‘BP, joint diseases common in people living in high-rises’

Noida: Lifestyle diseases such as high blood pressure and joints-related issues are becoming common among people living in high-rises, revealed a survey on Tuesday.

The survey, which was result of a free medical screening camp, also revealed that nearly 20 per cent of adults between 40-55 age group had blood pressure levels between 140-159, which is an indication of prehypertension.

According to the World Health Organization, high blood pressure, also known as hypertension, is a condition in which the blood vessels have persistently raised pressure.

Blood is carried from the heart to other parts of the body in vessels. Each time the heart beats, it pumps blood into the vessels. Blood pressure is created by the force of blood pushing against the walls of blood vessels (arteries) as it is pumped by the heart. The higher the pressure, the harder the heart has to pump.

In the health screening camp, 40 per cent of the senior citizens, above 60, had more problems of joints-related issues, such as arthritis or osteoarthritis.

Doctors say that India may become the osteoarthritis capital of the world with over 60 million cases by 2025.

“The factor which was found common among both the age groups, which according to the doctors was adding to the health woes of the respondents, were lack of mobility and physical activity due to staying in the high rise buildings,” said the survey.

The free health screening camp was organised by Polo Foundation, a pan-India NGO, working in the areas of health, Information Technology education and solar energy at corporate multi-storey societies in Noida.

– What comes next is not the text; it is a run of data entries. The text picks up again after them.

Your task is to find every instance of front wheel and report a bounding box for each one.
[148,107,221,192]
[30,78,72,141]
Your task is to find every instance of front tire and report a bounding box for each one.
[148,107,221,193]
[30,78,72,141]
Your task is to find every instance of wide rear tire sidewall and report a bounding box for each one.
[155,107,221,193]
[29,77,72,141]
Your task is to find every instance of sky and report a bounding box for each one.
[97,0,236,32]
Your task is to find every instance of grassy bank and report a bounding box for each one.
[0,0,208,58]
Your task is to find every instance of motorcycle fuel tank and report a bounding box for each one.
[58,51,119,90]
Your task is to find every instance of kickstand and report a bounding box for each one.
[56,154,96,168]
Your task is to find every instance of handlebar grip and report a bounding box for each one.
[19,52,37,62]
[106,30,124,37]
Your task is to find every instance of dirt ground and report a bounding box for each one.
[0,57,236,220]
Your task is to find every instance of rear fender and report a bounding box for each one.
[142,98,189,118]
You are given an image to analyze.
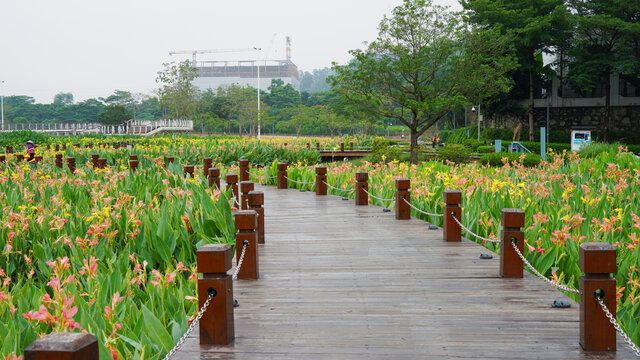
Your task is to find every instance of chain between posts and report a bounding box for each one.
[511,242,580,294]
[402,198,443,217]
[284,176,314,185]
[322,180,355,192]
[362,189,396,201]
[164,292,215,360]
[233,240,249,280]
[451,214,500,244]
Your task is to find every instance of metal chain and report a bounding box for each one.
[362,189,396,201]
[164,293,215,360]
[596,297,640,357]
[233,242,249,280]
[322,180,355,192]
[284,176,313,185]
[511,242,580,294]
[402,198,443,217]
[451,214,500,244]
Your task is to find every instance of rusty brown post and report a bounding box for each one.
[233,210,260,279]
[240,181,254,210]
[316,166,327,195]
[249,191,264,244]
[209,168,220,190]
[500,209,524,278]
[580,243,618,351]
[196,244,235,345]
[24,332,100,360]
[202,158,213,177]
[67,157,76,174]
[442,190,462,241]
[238,159,250,181]
[56,154,62,169]
[356,172,369,205]
[225,173,240,203]
[396,178,411,220]
[91,154,100,169]
[278,163,288,189]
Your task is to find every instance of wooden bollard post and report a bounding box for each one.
[278,163,288,189]
[396,178,411,220]
[500,209,524,278]
[249,191,264,244]
[238,159,251,181]
[91,154,100,169]
[202,158,213,177]
[442,190,462,241]
[316,166,327,195]
[224,173,240,203]
[240,181,254,210]
[580,243,618,351]
[24,332,100,360]
[55,154,62,169]
[67,157,76,174]
[196,244,235,345]
[209,168,220,190]
[356,172,369,205]
[182,165,195,177]
[233,210,260,279]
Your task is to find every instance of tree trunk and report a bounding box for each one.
[528,67,535,141]
[409,128,418,165]
[604,70,611,142]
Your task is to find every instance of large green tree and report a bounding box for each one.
[330,0,515,163]
[568,0,640,140]
[460,0,568,141]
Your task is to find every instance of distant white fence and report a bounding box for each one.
[2,119,193,136]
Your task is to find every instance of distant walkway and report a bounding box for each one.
[175,185,635,360]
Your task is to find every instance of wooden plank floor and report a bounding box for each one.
[175,185,634,359]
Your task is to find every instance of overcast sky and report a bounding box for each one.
[0,0,460,103]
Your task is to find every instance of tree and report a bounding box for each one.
[461,0,568,141]
[53,92,73,106]
[330,0,515,163]
[568,0,640,140]
[156,60,199,118]
[98,105,131,125]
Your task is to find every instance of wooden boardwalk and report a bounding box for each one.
[175,185,634,360]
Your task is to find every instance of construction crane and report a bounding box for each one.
[169,46,260,65]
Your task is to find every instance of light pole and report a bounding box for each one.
[0,80,4,130]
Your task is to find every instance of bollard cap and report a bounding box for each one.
[248,191,264,206]
[580,243,618,274]
[226,173,238,184]
[442,190,462,205]
[196,244,233,274]
[240,181,254,194]
[233,210,258,230]
[24,332,98,359]
[396,178,411,190]
[502,209,524,228]
[356,172,369,181]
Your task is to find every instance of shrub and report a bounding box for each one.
[438,144,471,162]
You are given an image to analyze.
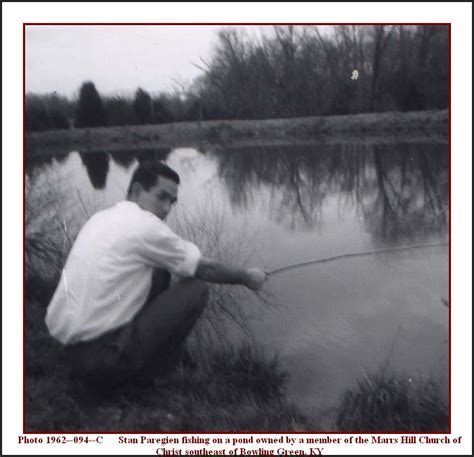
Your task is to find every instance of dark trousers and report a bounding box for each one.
[66,270,209,387]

The doctors who took part in the social initiative were mostly from the prestigious All India Institute of Medical Sciences and some private practitioners.

Over 100 people, mostly adults and senior citizens, attended the screening camp.

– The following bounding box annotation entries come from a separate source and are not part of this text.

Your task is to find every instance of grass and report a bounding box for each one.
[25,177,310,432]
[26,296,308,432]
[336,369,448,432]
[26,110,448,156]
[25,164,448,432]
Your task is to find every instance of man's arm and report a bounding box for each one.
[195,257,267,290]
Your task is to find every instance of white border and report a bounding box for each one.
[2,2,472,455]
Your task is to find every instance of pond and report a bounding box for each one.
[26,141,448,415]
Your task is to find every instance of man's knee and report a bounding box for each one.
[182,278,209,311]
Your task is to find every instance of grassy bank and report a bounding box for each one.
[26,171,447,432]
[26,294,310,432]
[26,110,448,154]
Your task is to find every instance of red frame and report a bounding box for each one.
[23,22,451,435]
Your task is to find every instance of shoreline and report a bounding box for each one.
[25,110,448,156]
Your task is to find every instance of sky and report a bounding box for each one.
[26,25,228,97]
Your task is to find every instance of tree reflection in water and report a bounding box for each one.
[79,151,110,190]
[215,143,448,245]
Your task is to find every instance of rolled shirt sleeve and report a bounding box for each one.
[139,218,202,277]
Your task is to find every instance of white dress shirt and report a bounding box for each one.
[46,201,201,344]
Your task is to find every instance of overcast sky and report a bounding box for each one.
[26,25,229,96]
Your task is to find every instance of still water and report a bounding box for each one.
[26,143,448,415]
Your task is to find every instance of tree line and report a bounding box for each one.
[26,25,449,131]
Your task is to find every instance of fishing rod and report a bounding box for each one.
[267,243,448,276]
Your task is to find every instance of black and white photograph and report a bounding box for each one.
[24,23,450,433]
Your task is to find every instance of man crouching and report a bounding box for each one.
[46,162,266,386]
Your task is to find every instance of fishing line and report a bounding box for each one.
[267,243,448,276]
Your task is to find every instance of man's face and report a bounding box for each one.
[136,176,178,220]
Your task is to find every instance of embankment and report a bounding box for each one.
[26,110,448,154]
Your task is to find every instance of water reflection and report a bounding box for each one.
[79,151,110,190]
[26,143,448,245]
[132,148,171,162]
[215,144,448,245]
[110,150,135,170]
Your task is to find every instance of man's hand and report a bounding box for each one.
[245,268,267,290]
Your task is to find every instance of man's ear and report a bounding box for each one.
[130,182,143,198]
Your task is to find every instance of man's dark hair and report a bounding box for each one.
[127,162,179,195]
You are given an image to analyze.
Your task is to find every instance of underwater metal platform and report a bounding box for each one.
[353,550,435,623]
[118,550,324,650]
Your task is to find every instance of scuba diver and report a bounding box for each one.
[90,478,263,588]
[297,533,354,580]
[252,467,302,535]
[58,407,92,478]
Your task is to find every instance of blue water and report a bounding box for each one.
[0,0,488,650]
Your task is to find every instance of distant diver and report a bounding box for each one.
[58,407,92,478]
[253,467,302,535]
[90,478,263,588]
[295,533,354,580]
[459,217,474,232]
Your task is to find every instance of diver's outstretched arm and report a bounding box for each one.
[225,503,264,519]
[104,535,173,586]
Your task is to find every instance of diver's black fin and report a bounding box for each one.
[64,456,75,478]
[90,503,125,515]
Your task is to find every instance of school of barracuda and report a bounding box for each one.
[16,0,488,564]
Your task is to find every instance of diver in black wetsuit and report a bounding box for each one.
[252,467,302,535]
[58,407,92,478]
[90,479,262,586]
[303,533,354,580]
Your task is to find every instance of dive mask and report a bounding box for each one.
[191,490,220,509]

According to the survey, many complained of high BP and other lifestyle related problems despite being on various forms of medication.

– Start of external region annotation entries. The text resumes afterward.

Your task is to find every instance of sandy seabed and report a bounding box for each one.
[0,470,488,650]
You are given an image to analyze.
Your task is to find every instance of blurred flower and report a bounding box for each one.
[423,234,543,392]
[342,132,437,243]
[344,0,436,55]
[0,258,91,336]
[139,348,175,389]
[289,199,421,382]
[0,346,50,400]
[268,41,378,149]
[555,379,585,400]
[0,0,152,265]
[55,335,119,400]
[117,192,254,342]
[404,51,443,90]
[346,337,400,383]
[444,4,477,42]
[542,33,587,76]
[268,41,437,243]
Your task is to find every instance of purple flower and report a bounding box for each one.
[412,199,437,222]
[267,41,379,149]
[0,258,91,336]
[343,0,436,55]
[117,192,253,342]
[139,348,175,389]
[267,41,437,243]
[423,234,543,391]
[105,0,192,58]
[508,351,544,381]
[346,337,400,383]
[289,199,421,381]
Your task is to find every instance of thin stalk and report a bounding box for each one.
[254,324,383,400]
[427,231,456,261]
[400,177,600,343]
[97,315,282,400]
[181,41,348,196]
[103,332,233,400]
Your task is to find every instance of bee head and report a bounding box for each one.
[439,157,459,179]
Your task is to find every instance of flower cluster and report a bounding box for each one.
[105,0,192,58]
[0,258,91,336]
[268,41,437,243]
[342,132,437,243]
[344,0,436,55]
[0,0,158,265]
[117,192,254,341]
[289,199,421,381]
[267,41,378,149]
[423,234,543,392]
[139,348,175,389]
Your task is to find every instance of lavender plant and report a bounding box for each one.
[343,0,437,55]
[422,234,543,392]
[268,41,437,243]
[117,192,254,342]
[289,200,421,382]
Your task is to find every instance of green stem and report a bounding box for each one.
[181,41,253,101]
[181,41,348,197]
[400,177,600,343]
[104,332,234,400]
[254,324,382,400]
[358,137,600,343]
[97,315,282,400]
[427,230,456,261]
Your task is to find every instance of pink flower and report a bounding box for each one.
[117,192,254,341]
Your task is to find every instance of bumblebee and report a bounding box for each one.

The survey supported a similar finding almost 26 years ago by Japan based Fumio Osaka of Tokai University Medical School. It had said that women in their 50s who live on the top floors of high-rise apartments are more likely to suffer from high blood pressure than those living on lower floors.

The residents of upper floors tend to suffer from a self-induced cabin fever, a tension caused by confinement in a closed space, because they often lack the initiative to go out and exercise, according to the findings of Fumio Osaka.